TWISTER
Twister
IBJJF legal at: brown
The twister is the spinal lock developed by Eddie Bravo as the signature finish of the 10th Planet Jiu-Jitsu system. The technique combines a leg-trap from the truck position with an upper-body control that bends the opponent's spine laterally past its natural range of motion, producing a tap from spinal pain rather than from joint hyperextension. The name comes from the technique's appearance — the attacker appears to be twisting the opponent like a wet towel — and the submission is one of the few entirely new finishes invented in BJJ in the modern era.
The mechanics begin from the truck position, with one of the opponent's legs trapped in the attacker's figure-four. From this configuration the attacker reaches up to control the opponent's far-side head and the opposite arm, then rolls onto the side opposite the trapped leg. The combined leg-trap, head-control, and arm-trap forces the opponent's spine into a lateral curve that becomes intolerable as the attacker rolls deeper.
The twister was effectively unknown in mainstream BJJ before Bravo developed and promoted it through the 10th Planet system in the mid-2000s. Chan Sung Jung's famous twister finish over Leonard Garcia at UFC 162 in 2011 brought the technique to mainstream MMA audiences, and the broader 10th Planet competitive roster has continued to demonstrate it in EBI and other no-gi events. The technique is illegal in IBJJF gi competition and at lower belts due to safety concerns about spinal damage, but legal in IBJJF no-gi at brown belt and in most modern no-gi rulesets.
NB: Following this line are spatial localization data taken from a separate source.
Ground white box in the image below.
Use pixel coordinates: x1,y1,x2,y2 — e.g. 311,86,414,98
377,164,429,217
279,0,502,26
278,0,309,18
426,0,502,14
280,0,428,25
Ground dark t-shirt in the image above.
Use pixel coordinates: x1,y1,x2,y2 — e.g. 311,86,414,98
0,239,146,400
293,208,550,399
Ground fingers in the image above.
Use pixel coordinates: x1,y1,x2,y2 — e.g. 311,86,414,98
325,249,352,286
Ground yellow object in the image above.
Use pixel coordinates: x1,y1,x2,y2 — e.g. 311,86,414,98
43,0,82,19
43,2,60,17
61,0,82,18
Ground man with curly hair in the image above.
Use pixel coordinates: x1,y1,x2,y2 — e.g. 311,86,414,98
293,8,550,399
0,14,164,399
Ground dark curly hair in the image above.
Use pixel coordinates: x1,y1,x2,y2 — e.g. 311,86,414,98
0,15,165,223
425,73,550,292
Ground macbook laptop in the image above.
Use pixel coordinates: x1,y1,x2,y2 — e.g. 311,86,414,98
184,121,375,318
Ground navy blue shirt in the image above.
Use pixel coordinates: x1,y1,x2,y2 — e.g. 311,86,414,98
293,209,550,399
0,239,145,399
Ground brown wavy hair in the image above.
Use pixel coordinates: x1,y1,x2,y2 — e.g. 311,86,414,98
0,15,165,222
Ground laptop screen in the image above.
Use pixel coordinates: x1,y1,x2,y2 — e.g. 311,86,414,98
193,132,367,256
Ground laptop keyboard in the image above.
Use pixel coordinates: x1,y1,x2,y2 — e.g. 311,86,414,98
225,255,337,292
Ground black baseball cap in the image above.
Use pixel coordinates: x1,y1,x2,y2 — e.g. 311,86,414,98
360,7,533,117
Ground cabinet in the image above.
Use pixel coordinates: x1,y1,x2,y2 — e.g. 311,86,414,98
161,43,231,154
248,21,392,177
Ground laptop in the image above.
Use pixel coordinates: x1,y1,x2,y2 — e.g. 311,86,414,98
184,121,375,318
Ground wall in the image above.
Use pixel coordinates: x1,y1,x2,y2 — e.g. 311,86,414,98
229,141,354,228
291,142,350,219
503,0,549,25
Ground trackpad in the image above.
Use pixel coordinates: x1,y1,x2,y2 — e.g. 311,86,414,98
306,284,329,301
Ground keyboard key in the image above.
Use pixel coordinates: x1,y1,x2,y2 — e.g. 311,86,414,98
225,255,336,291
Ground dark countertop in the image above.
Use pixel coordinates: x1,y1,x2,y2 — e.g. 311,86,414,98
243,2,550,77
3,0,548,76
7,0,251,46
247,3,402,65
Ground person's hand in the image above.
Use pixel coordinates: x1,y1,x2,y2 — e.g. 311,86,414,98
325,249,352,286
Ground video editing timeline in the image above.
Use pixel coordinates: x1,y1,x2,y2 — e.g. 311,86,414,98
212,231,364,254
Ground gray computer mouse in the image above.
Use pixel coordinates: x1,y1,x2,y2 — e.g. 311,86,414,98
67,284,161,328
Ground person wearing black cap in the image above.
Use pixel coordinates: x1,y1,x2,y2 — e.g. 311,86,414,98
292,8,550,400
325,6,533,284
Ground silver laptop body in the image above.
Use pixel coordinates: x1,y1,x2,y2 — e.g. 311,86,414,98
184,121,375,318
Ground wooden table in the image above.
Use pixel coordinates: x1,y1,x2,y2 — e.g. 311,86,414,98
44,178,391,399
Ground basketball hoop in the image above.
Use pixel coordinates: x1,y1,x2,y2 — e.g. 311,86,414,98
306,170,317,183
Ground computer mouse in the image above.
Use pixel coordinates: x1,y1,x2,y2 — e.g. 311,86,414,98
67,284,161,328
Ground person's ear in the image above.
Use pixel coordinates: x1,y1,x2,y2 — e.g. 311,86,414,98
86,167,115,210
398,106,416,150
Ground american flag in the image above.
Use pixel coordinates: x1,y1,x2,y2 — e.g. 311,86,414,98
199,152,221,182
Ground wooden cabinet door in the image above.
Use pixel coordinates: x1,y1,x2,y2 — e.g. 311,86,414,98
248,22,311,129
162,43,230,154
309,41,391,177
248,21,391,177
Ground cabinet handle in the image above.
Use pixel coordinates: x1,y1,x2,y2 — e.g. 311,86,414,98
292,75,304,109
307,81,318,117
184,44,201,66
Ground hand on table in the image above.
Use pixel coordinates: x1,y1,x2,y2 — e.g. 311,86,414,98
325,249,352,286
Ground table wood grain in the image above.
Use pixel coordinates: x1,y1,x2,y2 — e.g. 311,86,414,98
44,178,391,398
Defensively the twister is escaped by preventing the head-and-arm control from establishing, by rolling to face the attacker before the lateral bend develops, or by tap-to-grip when the spinal pressure has fully engaged.
MECHANICS
- 01Establish the truck position with one of the opponent's legs trapped in your figure-four.
- 02Reach up to control the opponent's far-side head and opposite arm.
- 03Roll onto the side opposite the trapped leg.
- 04Combine leg-trap, head-control, and arm-trap to force the spinal lateral bend.
- 05Finish with sustained pressure; spinal damage precedes pain.
DEFENSES
- →Prevent the head-and-arm control from establishing.
- →Roll to face the attacker before the lateral bend develops.
- →Strip the leg lock by sprawling the trapped leg backward.
- →Tap to grip when the spinal pressure has fully engaged.
- →Prevent the truck position from establishing in the first place.